Objective
The purpose of this project was to investigate the techno-economic benefits that large scale, stationary energy storage technology could provide to military microgrid installations. Maintaining continuity of electric power supply to serve mission critical loads within military installations is a top priority throughout the Department of Defense. Recent increases in the frequency of utility power outages due to weather related events and the potential for cybersecurity threats have created new challenges to ensuring resilient installation operation. Microgrids, often containing diesel generators (DGs) and advanced battery systems, can allow installations to maintain continuity of service and continue to serve critical loads for long duration outages.

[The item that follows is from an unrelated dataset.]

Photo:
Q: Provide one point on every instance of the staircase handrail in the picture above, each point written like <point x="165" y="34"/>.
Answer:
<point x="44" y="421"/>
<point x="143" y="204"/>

To date, lead acid and more recently lithium ion batteries have been included as assets that complement DG operation as opposed to DG replacement assets, primarily because of the high cost and limited energy duration of those commercially available battery technologies. However, recently developed flow battery storage technology is a promising potential alternative to reduce dependence on DGs while still ensuring system reliability. Vanadium Redox Flow (VRF) batteries offer unique differentiators to lead acid and Li-Ion battery technologies such as increased safety, longer rated duration, and longer life. However, the nascency of VRF technology and limited understanding of reliability and operational performance, coupled with high equipment cost, typically limit the opportunities for field deployment. It was the objective of this work to study the VRF technology and characterize its reliability related performance to support a microgrid and the economic value the technology can generate for a site, while identifying limitations or challenges related to the technology that need improvement to foster growth of the technology sector.
Technology Description
The core technical work of this project entailed statistical reliability analysis using Monte Carlo based simulation methods, operational modeling of “value stacking” of energy storage using Ameresco’s Python-based AESOP optimization tool, and assessment of 20-year economic feasibility of flow battery, lithium ion battery, and DG enabled microgrids. Time series and Monte Carlo modeling methods were used to simulate system operation.
Demonstration Results
The results suggest that there is the potential to replace a redundant DG with a VRF battery while ensuring adequate reliability of the microgrid and lowering the cost of critical load support as compared to a DG microgrid. However, results show that certain economic and market conditions are needed to yield such benefits, and that significant capital and operational cost reductions of VRF battery equipment are needed to offer a better alternative to lithium ion battery technology. Finally, because of key initial assumptions within the scope of this work, it is recommended that further investigation be performed to assess the feasibility of the VRF battery solution while incorporating electric distribution system details and further studying the response time, operating characteristics, and system life considerations of the VRF technology.
Implementation Issues
Technical analysis and results allowed for determination of appropriate system sizing, estimated implementation cost, expected annual operating and maintenance costs, and annual savings and value of the proposed VRF BESS systems at each site that satisfied the baseline reliability Critical Load Coverage Probability Curve (CLCPC). The metric for acceptable reliability performance was a CLCPC that met or exceeded the ESTCP provided fixed load baseline coverage curve as modeled against the 100% of critical load profile. A 20-year net present value (NPV) approach was used to assess project economics, to determine battery configurations that provided an equal or lower cost of critical load support as compared with the DG only baseline.